Sawing Logs-Snoring and Preeclampsia
You’re sleeping peacefully and then suddenly you are awakened by a very strange sound-and it’s coming from you! If this is happening, you are among the many women who experience pregnancy snoring. To begin snoring while you are pregnant is not an uncommon experience. Nearly 30 percent of women who are pregnant end up snoring before the pregnancy is over and it increases especially in the third trimester.

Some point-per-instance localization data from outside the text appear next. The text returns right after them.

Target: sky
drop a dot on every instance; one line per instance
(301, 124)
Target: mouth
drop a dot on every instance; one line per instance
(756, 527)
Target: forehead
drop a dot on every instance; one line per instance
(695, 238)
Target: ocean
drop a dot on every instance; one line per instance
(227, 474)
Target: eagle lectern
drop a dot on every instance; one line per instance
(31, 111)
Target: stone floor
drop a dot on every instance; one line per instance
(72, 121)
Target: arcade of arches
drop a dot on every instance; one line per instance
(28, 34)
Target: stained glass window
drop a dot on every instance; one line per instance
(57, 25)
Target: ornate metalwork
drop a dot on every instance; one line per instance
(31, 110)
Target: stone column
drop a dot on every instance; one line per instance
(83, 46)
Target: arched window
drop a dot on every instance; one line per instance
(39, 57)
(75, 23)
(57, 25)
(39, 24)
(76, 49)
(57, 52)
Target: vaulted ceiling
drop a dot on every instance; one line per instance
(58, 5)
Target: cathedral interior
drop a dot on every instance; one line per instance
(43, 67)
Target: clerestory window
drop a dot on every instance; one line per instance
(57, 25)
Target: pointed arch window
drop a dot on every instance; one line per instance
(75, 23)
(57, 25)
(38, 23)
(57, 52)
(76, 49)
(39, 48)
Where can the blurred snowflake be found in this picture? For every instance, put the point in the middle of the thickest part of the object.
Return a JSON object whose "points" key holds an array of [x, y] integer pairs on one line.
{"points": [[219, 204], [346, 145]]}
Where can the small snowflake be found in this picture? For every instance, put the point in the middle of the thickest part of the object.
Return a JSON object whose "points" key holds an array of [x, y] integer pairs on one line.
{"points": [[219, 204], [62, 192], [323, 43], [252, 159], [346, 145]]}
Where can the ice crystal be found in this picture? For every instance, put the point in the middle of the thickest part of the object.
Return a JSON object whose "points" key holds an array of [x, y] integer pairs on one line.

The Connection Between Snoring And Preeclampsia
Snoring is particularly related to preeclampsia, also known as toxemia. Researchers at the Umea University Hospital in Sweden looked into the connection between snoring and preeclampsia, a condition that only occurs during pregnancy. While preeclampsia is not directly diagnosable, it has some consistent characteristics which include elevated blood pressure, protein in the urine and swelling. Along with these standard characteristics, a woman may have any or all of these symptoms as well: daytime sleepiness, headaches, vision problems, liver function abnormalities and vomiting. No one symptom alone is an indication that a woman has preeclampsia.
A Swedish Study Provides Some Solid Evidence
A Swedish study was conducted with 500 women and it discovered some interesting facts about snoring and preeclampsia in pregnancy. The results of the study showed 23 percent of women said their snoring became habitual during the last week before they delivered their baby. Sleep apnea was observed in 11 percent of habitual snorers and in only two percent of women who were not frequent snorers. It was also noted that women who snored had more pronounced weight gains during their pregnancy.
Hypertension induced by pregnancy was discovered in 14 percent of the women in the study as compared to six percent in non-frequent snorers. Ten percent of women who habitually snored met the definition of preeclampsia with hypertension and proteinuria (protein in the urine) while only four percent of women who were not habitual snorers were defined in that manner. Edema (water retention) was also more prevalent in women who snored.
How Babies Are Affected
Babies who were born to mothers who snored had lower birth weight and lower Apgar scores. Growth retardation at birth, even after adjusting for weight, age, and smoking habits of the mother, remained higher in women who snored. Researchers also noted that all of the subjects in the study who snored habitually and had preeclampsia started to snore before any sign of hypertension or proteinuria was present.
More research at the Edinburgh Sleep Center found that upper airways narrow when women are in their third trimester of pregnancy. Women with preeclampsia were found to have even more narrow airways than women without preeclampsia. It is of interest to note that there is a definite link between how people breathe and the effect on different body functions. There is a proven correlation between poor breathing and high blood pressure, increased liver workload, fluid retention, and constriction of the smooth muscles including the airways and snoring. All of these conditions are consistent with preeclampsia.
Along with the physical changes which affect breathing in pregnant women, hormonal changes, fluid retention and diet also affect breathing. Often breathing difficulties can be addressed by some basic lifestyle changes.